What worries me the most, its that I cant understand whats going on.

shorai
Associate III
December 19, 2019

I often run into problems with sprintf overflowing a buffer, as well as RTOS not allocating enough space for a task, both are my fault.

Running in the debugger and catching the place where the error occurs is often the best approach as the stacks (and memory) may be badly mangled before the fault transpires. i.e. don't necessarily look at the Hard fault registers, by then it may be too late. Rather look at what is goingon immediately before the fault.

Try switching tasks off and isolate the problem to a task or short piece of code.

Formatting and parsing floating point is non trivial and may consume yards of stack with all it's ifs, buts and maybes. You may want to try an alternate sprintf or even ftoa.
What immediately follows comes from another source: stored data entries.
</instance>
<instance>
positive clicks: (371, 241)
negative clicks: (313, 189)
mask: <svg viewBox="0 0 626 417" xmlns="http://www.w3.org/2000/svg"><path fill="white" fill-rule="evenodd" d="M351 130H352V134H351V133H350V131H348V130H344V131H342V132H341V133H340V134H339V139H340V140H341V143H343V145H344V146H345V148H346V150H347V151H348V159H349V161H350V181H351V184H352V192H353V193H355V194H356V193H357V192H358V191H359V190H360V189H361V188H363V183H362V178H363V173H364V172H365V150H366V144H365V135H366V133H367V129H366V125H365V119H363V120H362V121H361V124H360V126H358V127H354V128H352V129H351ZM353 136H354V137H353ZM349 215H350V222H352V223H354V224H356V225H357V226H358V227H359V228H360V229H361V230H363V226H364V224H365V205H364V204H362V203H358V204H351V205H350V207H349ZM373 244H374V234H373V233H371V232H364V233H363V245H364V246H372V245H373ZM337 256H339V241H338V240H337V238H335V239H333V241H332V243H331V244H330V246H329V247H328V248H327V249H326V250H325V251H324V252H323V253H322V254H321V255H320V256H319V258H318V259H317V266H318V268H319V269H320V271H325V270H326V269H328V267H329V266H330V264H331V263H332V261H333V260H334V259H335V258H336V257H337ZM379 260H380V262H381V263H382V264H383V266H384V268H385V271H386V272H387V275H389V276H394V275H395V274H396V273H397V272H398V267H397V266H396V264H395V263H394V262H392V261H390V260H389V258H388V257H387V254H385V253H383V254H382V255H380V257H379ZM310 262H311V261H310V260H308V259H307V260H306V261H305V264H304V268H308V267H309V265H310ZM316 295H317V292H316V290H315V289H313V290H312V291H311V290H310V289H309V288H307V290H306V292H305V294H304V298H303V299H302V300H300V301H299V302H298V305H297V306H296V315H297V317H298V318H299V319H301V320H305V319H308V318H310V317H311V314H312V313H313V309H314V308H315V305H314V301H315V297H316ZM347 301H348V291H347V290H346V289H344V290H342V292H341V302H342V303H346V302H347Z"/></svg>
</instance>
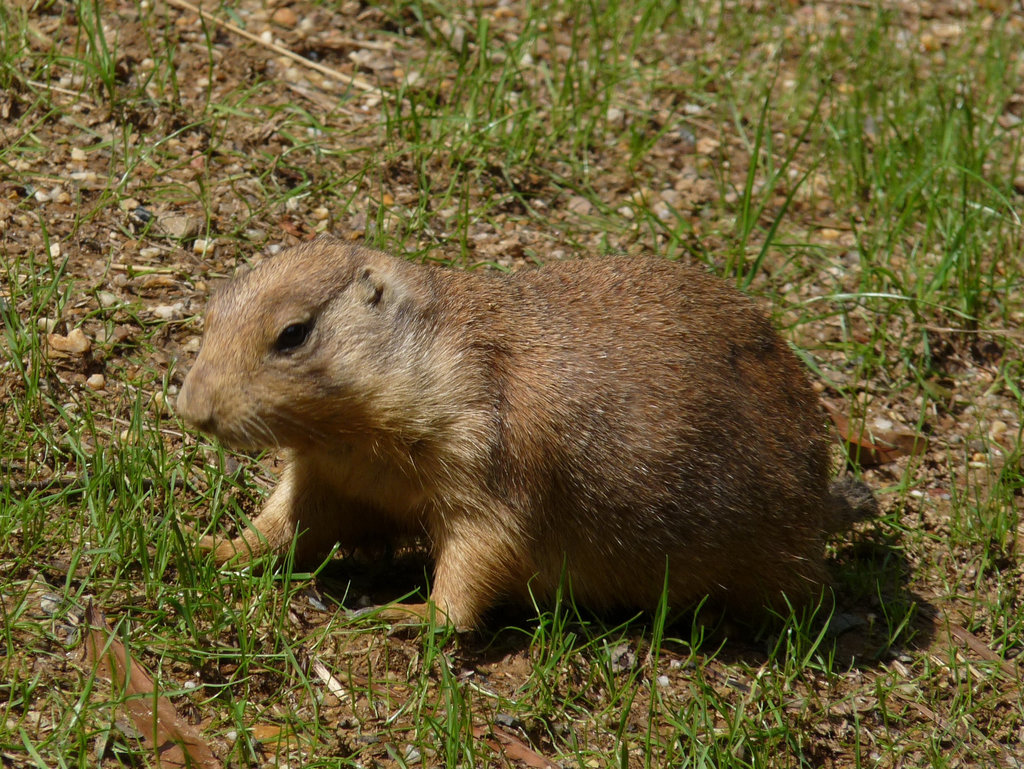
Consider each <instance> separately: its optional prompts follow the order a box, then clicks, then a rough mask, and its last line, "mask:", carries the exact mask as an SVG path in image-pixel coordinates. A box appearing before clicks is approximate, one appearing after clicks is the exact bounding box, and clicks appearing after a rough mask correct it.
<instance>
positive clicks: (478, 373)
mask: <svg viewBox="0 0 1024 769" xmlns="http://www.w3.org/2000/svg"><path fill="white" fill-rule="evenodd" d="M309 322H311V323H312V331H311V333H310V334H309V337H308V338H307V339H306V341H305V342H304V343H303V344H302V345H301V346H298V347H296V348H294V349H290V350H287V351H280V350H278V349H275V347H274V344H275V340H278V337H279V335H280V334H281V333H282V331H283V330H284V329H285V328H287V327H288V326H289V325H291V324H296V323H309ZM178 411H179V412H180V414H181V416H182V417H184V418H185V419H186V420H187V421H189V422H190V423H191V424H194V425H196V426H197V427H199V428H201V429H203V430H206V431H208V432H210V433H212V434H214V435H216V436H217V437H218V438H220V439H221V440H223V441H224V442H226V443H229V444H233V445H237V446H242V447H264V446H271V445H280V446H283V447H285V448H286V450H287V453H288V459H289V464H288V468H287V470H286V472H285V474H284V477H283V478H282V480H281V483H280V485H279V486H278V487H276V488H275V489H274V490H273V493H272V494H271V496H270V497H269V499H268V500H267V502H266V505H265V507H264V509H263V511H262V512H261V513H260V515H259V516H258V517H257V518H256V520H255V521H254V528H253V529H250V530H247V531H246V532H245V533H244V535H243V536H242V537H240V538H239V539H238V540H234V541H233V542H220V543H216V542H212V541H209V540H208V541H207V542H206V544H207V545H208V546H211V547H214V548H215V550H216V555H217V558H218V559H219V560H227V559H229V558H231V557H237V556H238V555H239V554H243V555H257V554H261V553H264V552H282V551H283V550H285V549H287V547H288V546H289V545H290V544H291V542H292V539H293V537H295V535H296V533H297V532H298V533H299V535H300V536H299V538H298V541H297V553H296V555H297V558H298V559H299V561H300V562H306V563H309V562H315V561H316V559H317V557H319V556H322V555H323V554H324V553H325V552H327V551H328V550H329V549H330V548H331V547H332V546H333V545H334V544H335V543H336V542H340V543H342V544H343V545H344V546H346V547H357V546H360V545H362V544H366V543H368V542H377V541H380V540H392V539H396V538H402V537H408V536H411V535H424V536H425V537H426V539H427V541H428V542H429V544H430V548H431V553H432V556H433V559H434V563H435V572H434V580H433V590H432V594H431V598H432V601H433V602H434V603H435V605H436V607H437V608H438V609H439V610H440V611H442V612H443V613H444V614H445V615H446V616H447V618H449V620H450V621H451V622H453V623H454V624H456V625H457V626H459V627H471V626H474V625H476V624H477V623H478V621H479V617H480V614H481V612H482V611H484V610H485V609H486V608H487V607H488V606H492V605H493V604H495V603H496V602H498V601H500V600H512V601H526V600H528V598H529V594H530V591H531V592H532V594H534V595H536V596H538V597H539V598H541V599H542V600H543V599H544V598H547V597H550V596H551V595H553V593H554V591H555V590H556V589H557V586H558V584H559V581H560V580H561V579H562V576H563V572H564V573H565V574H567V576H568V580H569V585H570V587H571V590H572V594H573V595H574V597H575V599H577V601H578V602H580V603H581V604H582V605H586V606H590V607H592V608H597V609H601V608H608V607H613V606H631V607H632V606H638V607H650V606H653V605H654V604H655V602H656V600H657V598H658V596H659V595H660V592H662V590H663V587H664V585H665V583H666V568H667V567H668V585H669V598H670V601H671V602H672V603H673V604H675V605H681V604H685V603H688V602H691V601H694V600H698V599H699V598H701V597H702V596H705V595H711V596H712V597H713V598H714V599H718V600H719V601H721V602H723V603H724V604H726V605H729V606H732V607H734V608H738V609H739V610H740V611H756V610H758V609H759V608H761V607H763V606H765V605H769V606H777V605H779V604H780V602H781V597H782V595H783V594H784V595H785V596H786V599H787V600H790V601H792V602H800V601H802V600H804V599H806V598H807V597H809V596H810V595H812V594H813V593H815V592H816V591H818V590H819V589H820V586H821V585H822V583H823V581H824V578H825V574H824V568H823V557H822V549H823V540H824V537H825V532H826V531H827V530H831V529H834V528H837V527H841V526H842V525H843V524H844V522H846V521H847V520H848V519H852V518H855V517H858V516H862V515H863V514H865V513H870V512H871V511H872V509H873V508H872V506H873V504H874V503H873V498H871V497H870V495H869V493H867V495H866V496H864V494H863V487H862V486H857V485H855V484H850V483H845V482H844V483H843V484H837V485H835V486H834V488H833V489H829V483H828V475H829V467H828V452H827V445H826V439H825V433H824V427H823V423H822V419H821V415H820V412H819V409H818V405H817V401H816V398H815V395H814V393H813V391H812V390H811V388H810V387H809V385H808V383H807V379H806V377H805V375H804V373H803V371H802V369H801V366H800V364H799V362H798V360H797V358H796V357H795V355H794V354H793V353H792V352H791V351H790V349H788V348H787V347H786V345H785V343H784V342H783V341H782V340H781V339H780V338H779V337H778V336H777V335H776V334H775V332H774V331H773V330H772V329H771V328H770V325H769V324H768V322H767V321H766V319H765V317H764V316H763V315H762V313H761V312H760V311H759V310H758V309H757V308H756V307H755V306H754V304H753V303H752V302H751V301H750V300H748V299H746V298H745V297H743V296H742V295H740V294H739V293H738V292H736V291H735V290H733V289H732V288H730V287H728V286H727V285H726V284H725V283H723V282H722V281H720V280H718V279H716V277H714V276H712V275H710V274H708V273H706V272H705V271H703V270H701V269H697V268H693V267H687V266H683V265H679V264H674V263H672V262H669V261H666V260H662V259H654V258H594V259H587V260H581V261H566V262H558V263H552V264H549V265H547V266H545V267H543V268H540V269H536V270H524V271H521V272H519V273H516V274H513V275H509V276H501V275H494V274H487V273H472V272H462V271H456V270H444V269H439V268H434V267H426V266H419V265H415V264H412V263H410V262H407V261H403V260H401V259H396V258H394V257H391V256H388V255H386V254H383V253H380V252H376V251H371V250H368V249H362V248H356V247H353V246H349V245H345V244H342V243H340V242H337V241H333V240H321V241H317V242H315V243H311V244H308V245H304V246H300V247H298V248H295V249H292V250H290V251H287V252H285V253H283V254H281V255H280V256H276V257H273V258H271V259H268V260H266V261H264V262H263V263H262V264H260V265H259V266H258V267H256V268H255V269H253V270H251V271H248V272H246V273H244V274H242V275H240V276H239V277H237V279H236V280H234V281H233V282H231V283H230V284H229V285H228V286H227V287H226V288H225V289H224V290H223V291H222V292H220V293H218V294H217V295H216V296H215V297H214V299H213V300H212V301H211V304H210V308H209V313H208V319H207V330H206V335H205V338H204V342H203V348H202V351H201V352H200V355H199V359H198V360H197V362H196V366H195V367H194V368H193V370H191V371H190V372H189V374H188V376H187V378H186V379H185V383H184V386H183V387H182V390H181V394H180V396H179V398H178ZM858 495H859V497H858ZM847 500H854V501H855V504H851V503H850V502H848V501H847Z"/></svg>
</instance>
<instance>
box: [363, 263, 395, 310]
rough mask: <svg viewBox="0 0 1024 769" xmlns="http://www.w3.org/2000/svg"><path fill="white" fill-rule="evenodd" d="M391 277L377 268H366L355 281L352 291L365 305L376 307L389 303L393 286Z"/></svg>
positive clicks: (378, 268) (394, 286) (389, 275)
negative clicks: (354, 292)
mask: <svg viewBox="0 0 1024 769" xmlns="http://www.w3.org/2000/svg"><path fill="white" fill-rule="evenodd" d="M393 284H394V281H392V280H391V275H389V274H387V273H386V272H385V271H383V270H381V269H380V268H379V267H371V266H367V267H364V268H362V271H361V272H359V275H358V277H356V279H355V284H354V286H353V287H352V290H353V291H354V292H355V295H356V296H357V297H358V298H359V299H361V300H362V301H364V302H365V303H366V304H369V305H371V306H374V307H376V306H377V305H379V304H381V303H382V302H383V301H390V299H391V295H393V294H394V289H395V286H394V285H393Z"/></svg>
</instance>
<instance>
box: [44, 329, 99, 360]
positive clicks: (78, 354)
mask: <svg viewBox="0 0 1024 769" xmlns="http://www.w3.org/2000/svg"><path fill="white" fill-rule="evenodd" d="M46 341H47V343H48V344H49V346H50V347H51V348H53V349H54V350H58V351H59V352H67V353H70V354H72V355H82V354H84V353H86V352H88V351H89V348H91V347H92V342H90V341H89V338H88V337H87V336H85V332H84V331H82V330H81V329H73V330H72V331H71V333H69V334H68V336H62V335H61V334H47V336H46Z"/></svg>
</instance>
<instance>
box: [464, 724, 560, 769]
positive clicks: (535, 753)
mask: <svg viewBox="0 0 1024 769" xmlns="http://www.w3.org/2000/svg"><path fill="white" fill-rule="evenodd" d="M473 736H474V737H476V738H477V739H482V740H483V741H484V742H486V743H487V744H488V745H490V747H492V750H494V751H495V752H496V753H502V754H504V755H505V757H506V758H508V759H511V760H512V761H521V762H523V763H524V764H525V765H526V766H529V767H532V768H534V769H557V767H558V764H556V763H554V762H553V761H548V759H546V758H545V757H544V756H542V755H541V754H539V753H538V752H537V751H535V750H534V749H532V747H530V746H529V745H527V744H526V743H525V742H523V741H522V740H521V739H519V738H518V737H516V736H514V735H512V734H509V733H508V732H506V731H502V730H501V729H498V728H496V727H490V728H487V727H485V726H477V727H474V728H473Z"/></svg>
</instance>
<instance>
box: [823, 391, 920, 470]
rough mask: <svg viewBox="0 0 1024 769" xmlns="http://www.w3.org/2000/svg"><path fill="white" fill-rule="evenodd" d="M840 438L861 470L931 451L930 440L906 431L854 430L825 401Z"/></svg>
mask: <svg viewBox="0 0 1024 769" xmlns="http://www.w3.org/2000/svg"><path fill="white" fill-rule="evenodd" d="M822 402H823V403H824V407H825V411H826V412H828V416H829V417H830V418H831V421H833V424H834V425H836V430H837V432H839V435H840V438H841V439H842V440H843V442H844V443H846V445H847V448H848V451H849V452H850V455H851V457H853V459H854V460H855V461H856V462H858V463H859V464H860V466H861V467H876V466H878V465H884V464H886V463H888V462H893V461H894V460H897V459H899V458H900V457H907V456H910V457H915V456H918V455H920V454H924V452H925V451H927V450H928V438H926V437H925V436H924V435H919V434H918V433H914V432H910V431H907V430H870V431H867V430H866V429H862V430H854V429H853V428H851V426H850V420H848V419H847V418H846V417H845V416H844V415H842V414H841V413H840V412H839V410H838V409H836V407H834V405H833V404H831V403H828V402H826V401H822Z"/></svg>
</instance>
In embedded I generally know the range of your FP numbers, so can easily do work arounds. e.g. multiply/divide by 1000s and print as integer with metric suffixes. I once wrote a function to auto scale from 10^24 to 10^-24, (yotta to yocto) very simple and quick.

For embedded work, I prefer to limit usage of malloc and free as sooner or later I get into garbage collection of some form.

As a result I usually use stack space or pre-allocated buffers. It's surprising how little you can get away with without adding complexity to the code.

My code simplified substantially once I learned to work with tasks and static buffers.

BBasn.1
Visitor II
January 23, 2024

I had the same problem, which kept me baffled for a very long time. 

I just doubled the "Stack Size(Words)" from "128" to "256" from RTOS -> "Tasks and Queues" and my problem was solved.